Yesterday an article I wrote about UWP/UWAs got published at PC Gamer.
I actually asked about writing this 3 weeks or so ago, but with my real job interfering it took a while to get done. In the meantime, the topic blew up with Tim Sweeney weighing in, which isn’t something I expected.
I go into details on the current state of things, my concerns about future developments, and 2 questions I’d like Microsoft to answer in that article. One thing I don’t discuss, mostly because it requires technical background to understand which would take a long time to explain from the bottom up is the technical details of application signing. I also won’t do that here – on my blog I can afford not to – but I will provide my more philosophical thoughts on the matter.
Signing, in general, is a good thing. At the very least, it makes man-in-the-middle attacks far more dangerous to execute. On truly open platforms like Linux it is even a great thing, with all the control still resting with the user and no one interested in making some particular commercial signatures “more trusted” or “better” than the rest.
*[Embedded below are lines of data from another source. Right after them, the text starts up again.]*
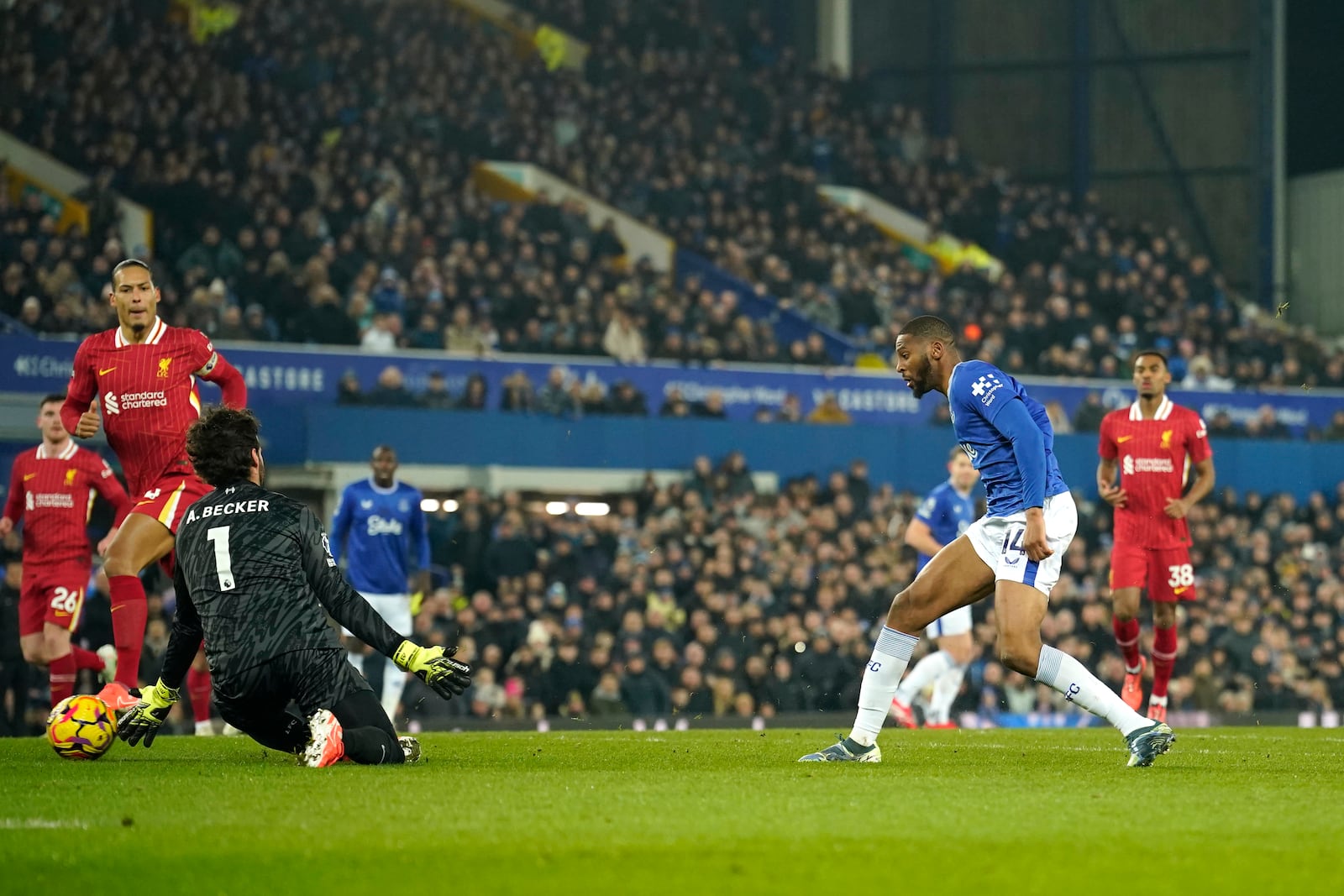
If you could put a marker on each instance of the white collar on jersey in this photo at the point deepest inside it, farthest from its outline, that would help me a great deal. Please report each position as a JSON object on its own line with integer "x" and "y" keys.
{"x": 378, "y": 490}
{"x": 156, "y": 333}
{"x": 64, "y": 454}
{"x": 1164, "y": 410}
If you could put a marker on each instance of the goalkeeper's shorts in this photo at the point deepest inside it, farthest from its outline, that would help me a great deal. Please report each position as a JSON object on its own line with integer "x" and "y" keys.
{"x": 315, "y": 679}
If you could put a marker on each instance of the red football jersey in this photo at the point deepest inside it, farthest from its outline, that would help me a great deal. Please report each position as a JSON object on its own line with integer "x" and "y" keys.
{"x": 1155, "y": 458}
{"x": 150, "y": 396}
{"x": 53, "y": 495}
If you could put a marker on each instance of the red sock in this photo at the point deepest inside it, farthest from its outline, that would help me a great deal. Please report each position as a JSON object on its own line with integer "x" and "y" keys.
{"x": 1126, "y": 636}
{"x": 129, "y": 613}
{"x": 87, "y": 658}
{"x": 60, "y": 673}
{"x": 198, "y": 688}
{"x": 1164, "y": 658}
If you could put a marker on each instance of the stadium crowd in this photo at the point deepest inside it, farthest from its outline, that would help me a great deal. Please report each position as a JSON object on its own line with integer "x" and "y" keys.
{"x": 309, "y": 187}
{"x": 710, "y": 598}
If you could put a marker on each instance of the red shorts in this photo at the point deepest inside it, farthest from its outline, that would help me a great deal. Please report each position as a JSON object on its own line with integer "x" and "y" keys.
{"x": 170, "y": 497}
{"x": 1166, "y": 573}
{"x": 51, "y": 594}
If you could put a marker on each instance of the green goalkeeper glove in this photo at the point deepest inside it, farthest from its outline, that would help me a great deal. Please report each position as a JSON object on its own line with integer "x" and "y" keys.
{"x": 436, "y": 668}
{"x": 144, "y": 719}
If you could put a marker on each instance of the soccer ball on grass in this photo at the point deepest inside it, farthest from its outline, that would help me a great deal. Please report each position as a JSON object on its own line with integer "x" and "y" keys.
{"x": 81, "y": 727}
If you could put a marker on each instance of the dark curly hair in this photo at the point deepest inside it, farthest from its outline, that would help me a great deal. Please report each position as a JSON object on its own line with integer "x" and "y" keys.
{"x": 929, "y": 329}
{"x": 221, "y": 445}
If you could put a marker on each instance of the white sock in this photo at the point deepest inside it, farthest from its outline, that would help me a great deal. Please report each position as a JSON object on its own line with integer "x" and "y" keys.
{"x": 925, "y": 672}
{"x": 1082, "y": 688}
{"x": 945, "y": 691}
{"x": 890, "y": 658}
{"x": 394, "y": 681}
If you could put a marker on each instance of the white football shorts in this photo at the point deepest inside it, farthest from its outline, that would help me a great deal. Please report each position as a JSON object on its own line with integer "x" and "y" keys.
{"x": 998, "y": 542}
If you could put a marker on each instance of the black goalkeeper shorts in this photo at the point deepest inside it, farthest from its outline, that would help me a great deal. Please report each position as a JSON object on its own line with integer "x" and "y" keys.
{"x": 313, "y": 679}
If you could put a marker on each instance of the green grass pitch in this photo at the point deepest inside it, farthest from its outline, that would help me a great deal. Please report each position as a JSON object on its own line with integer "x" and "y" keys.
{"x": 1231, "y": 810}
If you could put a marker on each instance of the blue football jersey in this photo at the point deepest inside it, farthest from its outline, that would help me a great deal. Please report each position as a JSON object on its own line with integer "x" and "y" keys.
{"x": 976, "y": 396}
{"x": 948, "y": 513}
{"x": 382, "y": 533}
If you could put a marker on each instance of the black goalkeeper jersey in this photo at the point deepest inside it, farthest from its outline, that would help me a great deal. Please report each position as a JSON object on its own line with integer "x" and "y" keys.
{"x": 255, "y": 574}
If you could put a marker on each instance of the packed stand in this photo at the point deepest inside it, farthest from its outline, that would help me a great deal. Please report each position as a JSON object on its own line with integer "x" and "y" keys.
{"x": 706, "y": 597}
{"x": 302, "y": 141}
{"x": 1079, "y": 289}
{"x": 323, "y": 228}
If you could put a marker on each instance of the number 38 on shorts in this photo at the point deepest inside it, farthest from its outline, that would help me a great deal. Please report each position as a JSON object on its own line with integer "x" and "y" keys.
{"x": 1167, "y": 574}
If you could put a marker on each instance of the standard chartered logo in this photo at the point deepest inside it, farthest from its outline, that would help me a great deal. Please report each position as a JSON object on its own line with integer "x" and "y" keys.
{"x": 378, "y": 526}
{"x": 1148, "y": 465}
{"x": 114, "y": 403}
On a commercial proprietary platform, it is a double-edged sword. Yes, ideally, it provides all the same advantages it does on the open platform with no additional drawbacks. However, when ultimately controlled by a commercial interest its potential for either subtle or obvious abuse is extremely high. From simply showing a small warning pop-up if some software is not corporate-approved all the way to restricting some functionality only to a subset of signatures. Compared to that, the somewhat more dangerous wild-west environment of Win32 does not offer the same capabilities – even to its creator.
Anyway, many people have told me that they appreciate the article, either for the information contained in it about current UWA limitations, or for the message it sends, or both. There are also those who think I am overreacting or painting too grim a picture. And in this particular case, I’d be ecstatic if they were right and I am wrong: if in 10 years I can still as easily mod a game as I can do with a Win32 executable today then I’ll join them in laughing about just how silly I was. Happily.